The second consecutive holiday-shortened week of trade saw corn and wheat close lower, but late strength on Friday erased much of those losses. The soybean market was not so lucky, finishing the week over $.40 lower than last Friday’s close.
The soybean break was triggered by a combination of factors. The South American weather situation has improved over the past two weeks and although Southern Argentina is still dry, the overall area of concern has shrunk. In addition, the Chinese cancellation of U.S. DDG’s en route to that country triggered a collapse in domestic DDG prices of over $30 a ton. This led to speculation that soybean meal would be displaced as a feed additive and created a sharp selloff to spot soymeal prices. Finally, the funds added to the price pressure as values plunged through the 50- and 100-day moving averages causing the funds to exit some of their long held market length.

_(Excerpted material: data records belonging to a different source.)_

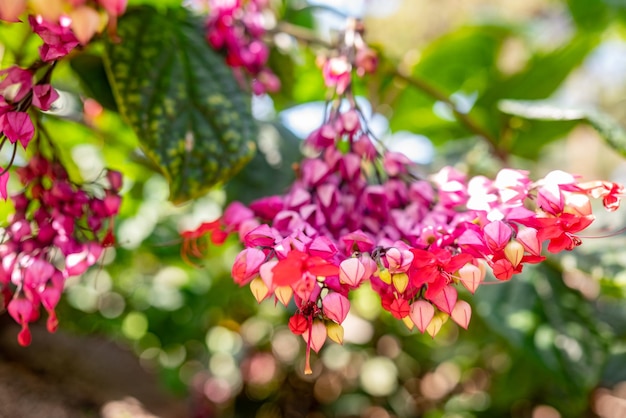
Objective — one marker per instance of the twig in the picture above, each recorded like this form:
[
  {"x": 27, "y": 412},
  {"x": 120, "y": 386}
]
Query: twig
[
  {"x": 463, "y": 118},
  {"x": 308, "y": 37}
]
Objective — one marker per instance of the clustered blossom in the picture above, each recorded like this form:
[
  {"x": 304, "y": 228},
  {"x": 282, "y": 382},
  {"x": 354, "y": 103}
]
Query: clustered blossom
[
  {"x": 64, "y": 24},
  {"x": 236, "y": 27},
  {"x": 59, "y": 229},
  {"x": 361, "y": 216},
  {"x": 353, "y": 55}
]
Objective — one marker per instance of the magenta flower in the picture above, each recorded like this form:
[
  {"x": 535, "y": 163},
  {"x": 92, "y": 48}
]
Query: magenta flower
[{"x": 17, "y": 126}]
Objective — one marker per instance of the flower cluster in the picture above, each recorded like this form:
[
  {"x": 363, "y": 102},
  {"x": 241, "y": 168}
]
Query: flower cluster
[
  {"x": 64, "y": 24},
  {"x": 59, "y": 229},
  {"x": 17, "y": 94},
  {"x": 364, "y": 216},
  {"x": 236, "y": 27},
  {"x": 352, "y": 55}
]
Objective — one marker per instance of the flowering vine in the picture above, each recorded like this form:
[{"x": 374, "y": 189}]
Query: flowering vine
[
  {"x": 359, "y": 214},
  {"x": 59, "y": 227}
]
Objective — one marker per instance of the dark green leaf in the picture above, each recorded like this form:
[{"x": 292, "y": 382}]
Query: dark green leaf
[
  {"x": 553, "y": 326},
  {"x": 181, "y": 99},
  {"x": 93, "y": 77},
  {"x": 270, "y": 172}
]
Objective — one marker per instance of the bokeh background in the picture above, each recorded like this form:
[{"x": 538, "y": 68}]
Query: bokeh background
[{"x": 550, "y": 343}]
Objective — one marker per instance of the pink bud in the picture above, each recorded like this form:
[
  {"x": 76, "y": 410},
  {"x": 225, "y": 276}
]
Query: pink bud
[
  {"x": 446, "y": 299},
  {"x": 4, "y": 179},
  {"x": 514, "y": 252},
  {"x": 497, "y": 235},
  {"x": 336, "y": 306},
  {"x": 318, "y": 335},
  {"x": 114, "y": 7},
  {"x": 283, "y": 294},
  {"x": 43, "y": 96},
  {"x": 399, "y": 308},
  {"x": 528, "y": 238},
  {"x": 435, "y": 325},
  {"x": 246, "y": 265},
  {"x": 259, "y": 289},
  {"x": 421, "y": 314},
  {"x": 298, "y": 324},
  {"x": 398, "y": 260},
  {"x": 503, "y": 269},
  {"x": 351, "y": 271},
  {"x": 335, "y": 332},
  {"x": 400, "y": 281},
  {"x": 24, "y": 338},
  {"x": 20, "y": 309},
  {"x": 11, "y": 10},
  {"x": 462, "y": 313},
  {"x": 17, "y": 126},
  {"x": 471, "y": 276}
]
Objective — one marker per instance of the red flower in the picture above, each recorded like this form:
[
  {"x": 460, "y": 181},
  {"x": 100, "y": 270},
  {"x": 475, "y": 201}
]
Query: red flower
[
  {"x": 435, "y": 268},
  {"x": 290, "y": 269}
]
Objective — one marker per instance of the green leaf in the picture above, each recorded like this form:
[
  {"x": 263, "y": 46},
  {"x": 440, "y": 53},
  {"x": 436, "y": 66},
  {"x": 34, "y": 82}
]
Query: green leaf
[
  {"x": 542, "y": 75},
  {"x": 181, "y": 100},
  {"x": 93, "y": 77},
  {"x": 545, "y": 114},
  {"x": 271, "y": 170},
  {"x": 463, "y": 61},
  {"x": 553, "y": 327}
]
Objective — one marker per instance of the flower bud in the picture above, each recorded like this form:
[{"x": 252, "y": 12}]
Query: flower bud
[
  {"x": 514, "y": 251},
  {"x": 421, "y": 314},
  {"x": 335, "y": 332},
  {"x": 284, "y": 294},
  {"x": 400, "y": 281},
  {"x": 437, "y": 322},
  {"x": 259, "y": 289},
  {"x": 385, "y": 276},
  {"x": 462, "y": 313}
]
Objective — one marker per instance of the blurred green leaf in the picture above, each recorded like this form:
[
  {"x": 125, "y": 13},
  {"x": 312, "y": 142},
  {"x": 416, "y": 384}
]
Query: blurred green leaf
[
  {"x": 548, "y": 117},
  {"x": 181, "y": 99},
  {"x": 543, "y": 74},
  {"x": 553, "y": 326},
  {"x": 270, "y": 172},
  {"x": 462, "y": 61},
  {"x": 90, "y": 70}
]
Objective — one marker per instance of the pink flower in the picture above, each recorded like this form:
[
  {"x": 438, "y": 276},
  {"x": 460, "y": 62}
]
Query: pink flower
[
  {"x": 336, "y": 307},
  {"x": 289, "y": 270},
  {"x": 17, "y": 83},
  {"x": 17, "y": 126},
  {"x": 247, "y": 264},
  {"x": 4, "y": 178},
  {"x": 43, "y": 96}
]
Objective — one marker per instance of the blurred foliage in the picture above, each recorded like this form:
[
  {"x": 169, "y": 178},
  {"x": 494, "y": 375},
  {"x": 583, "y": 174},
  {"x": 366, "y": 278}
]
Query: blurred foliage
[{"x": 548, "y": 339}]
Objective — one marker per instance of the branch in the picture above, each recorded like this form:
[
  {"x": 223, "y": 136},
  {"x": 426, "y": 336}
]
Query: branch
[
  {"x": 463, "y": 118},
  {"x": 308, "y": 37}
]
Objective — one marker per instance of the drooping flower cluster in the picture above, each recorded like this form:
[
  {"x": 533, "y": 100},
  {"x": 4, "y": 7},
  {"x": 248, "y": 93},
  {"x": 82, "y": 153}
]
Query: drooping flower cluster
[
  {"x": 59, "y": 229},
  {"x": 359, "y": 217},
  {"x": 17, "y": 94},
  {"x": 237, "y": 28},
  {"x": 357, "y": 214},
  {"x": 352, "y": 56},
  {"x": 64, "y": 24}
]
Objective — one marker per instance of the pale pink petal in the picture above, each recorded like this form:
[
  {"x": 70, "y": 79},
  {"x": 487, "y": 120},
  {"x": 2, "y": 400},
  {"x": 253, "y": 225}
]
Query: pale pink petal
[
  {"x": 462, "y": 313},
  {"x": 421, "y": 314}
]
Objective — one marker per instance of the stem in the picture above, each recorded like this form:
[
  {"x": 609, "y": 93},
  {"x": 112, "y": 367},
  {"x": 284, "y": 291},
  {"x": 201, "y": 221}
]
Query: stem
[
  {"x": 463, "y": 118},
  {"x": 308, "y": 37}
]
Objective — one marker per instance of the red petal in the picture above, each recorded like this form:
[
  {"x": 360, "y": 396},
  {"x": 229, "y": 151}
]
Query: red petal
[
  {"x": 399, "y": 308},
  {"x": 446, "y": 299}
]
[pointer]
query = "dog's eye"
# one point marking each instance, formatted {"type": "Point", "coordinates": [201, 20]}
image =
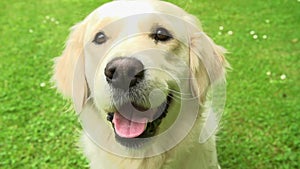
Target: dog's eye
{"type": "Point", "coordinates": [100, 38]}
{"type": "Point", "coordinates": [161, 34]}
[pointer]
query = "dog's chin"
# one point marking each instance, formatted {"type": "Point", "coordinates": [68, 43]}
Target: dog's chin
{"type": "Point", "coordinates": [137, 131]}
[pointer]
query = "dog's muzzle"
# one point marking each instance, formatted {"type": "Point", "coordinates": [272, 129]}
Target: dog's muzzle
{"type": "Point", "coordinates": [124, 72]}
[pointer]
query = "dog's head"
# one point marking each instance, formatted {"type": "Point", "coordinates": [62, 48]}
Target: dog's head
{"type": "Point", "coordinates": [137, 61]}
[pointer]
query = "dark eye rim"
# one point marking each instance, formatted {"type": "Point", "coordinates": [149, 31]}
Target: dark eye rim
{"type": "Point", "coordinates": [102, 40]}
{"type": "Point", "coordinates": [166, 36]}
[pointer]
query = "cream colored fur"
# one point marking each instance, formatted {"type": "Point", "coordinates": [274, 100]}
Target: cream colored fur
{"type": "Point", "coordinates": [204, 57]}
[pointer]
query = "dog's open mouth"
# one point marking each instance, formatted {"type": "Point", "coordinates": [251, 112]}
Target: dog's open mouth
{"type": "Point", "coordinates": [132, 122]}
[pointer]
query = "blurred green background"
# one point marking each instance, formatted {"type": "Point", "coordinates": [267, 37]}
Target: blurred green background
{"type": "Point", "coordinates": [261, 124]}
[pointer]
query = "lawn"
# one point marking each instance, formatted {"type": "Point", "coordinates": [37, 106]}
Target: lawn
{"type": "Point", "coordinates": [261, 123]}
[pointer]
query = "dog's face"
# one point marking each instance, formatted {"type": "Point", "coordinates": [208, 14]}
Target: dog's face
{"type": "Point", "coordinates": [139, 62]}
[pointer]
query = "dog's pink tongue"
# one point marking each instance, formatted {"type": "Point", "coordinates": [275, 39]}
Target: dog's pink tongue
{"type": "Point", "coordinates": [128, 128]}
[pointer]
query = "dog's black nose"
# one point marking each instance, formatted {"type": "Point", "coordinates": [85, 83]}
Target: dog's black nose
{"type": "Point", "coordinates": [124, 72]}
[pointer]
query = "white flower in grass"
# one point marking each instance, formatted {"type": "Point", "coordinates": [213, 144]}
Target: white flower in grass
{"type": "Point", "coordinates": [265, 36]}
{"type": "Point", "coordinates": [43, 84]}
{"type": "Point", "coordinates": [283, 77]}
{"type": "Point", "coordinates": [230, 32]}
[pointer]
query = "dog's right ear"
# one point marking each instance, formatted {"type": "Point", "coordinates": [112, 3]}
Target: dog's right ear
{"type": "Point", "coordinates": [69, 74]}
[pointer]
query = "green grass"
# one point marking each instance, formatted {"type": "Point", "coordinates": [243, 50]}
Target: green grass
{"type": "Point", "coordinates": [261, 124]}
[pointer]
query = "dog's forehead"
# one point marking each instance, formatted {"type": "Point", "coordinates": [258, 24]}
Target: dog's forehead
{"type": "Point", "coordinates": [121, 9]}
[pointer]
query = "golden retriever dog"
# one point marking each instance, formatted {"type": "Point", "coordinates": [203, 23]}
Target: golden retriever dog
{"type": "Point", "coordinates": [147, 84]}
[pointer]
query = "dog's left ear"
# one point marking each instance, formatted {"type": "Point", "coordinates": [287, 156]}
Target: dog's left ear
{"type": "Point", "coordinates": [207, 59]}
{"type": "Point", "coordinates": [69, 76]}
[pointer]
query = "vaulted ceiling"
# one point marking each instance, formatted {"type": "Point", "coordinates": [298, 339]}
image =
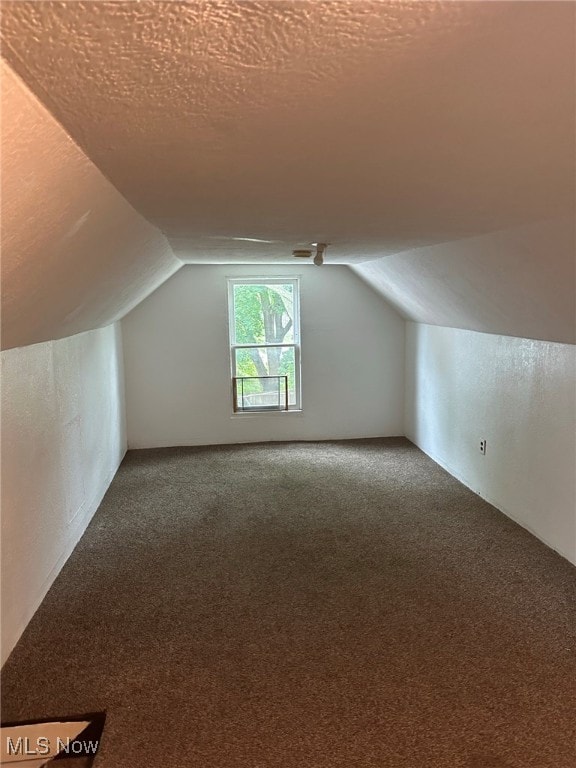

The wheat market has been in free-fall since making seasonal highs just over two months ago. The price slide has been over $1.25 per bushel in depth. In fact, over the last 22 trading sessions 17 of those have resulted in a lower close in Chicago December Wheat. However, on Friday the wheat market managed to hold its previous day’s low and rallied to its best daily performance since Oct. 18. Many have tried to pick a bottom in this wheat market and many have failed. Follow-through early next week will have to be seen to confirm even a short-term low in this market, but with the funds holding a record short position, this is a market to be watched closely for opportunities as trade resumes on Monday.
Most of next week’s attention will be on position squaring and the expected fund re-balance ahead of Friday’s USDA report. Producers can look to strength in the first half of the week to extend coverage if they are not at comfortable levels.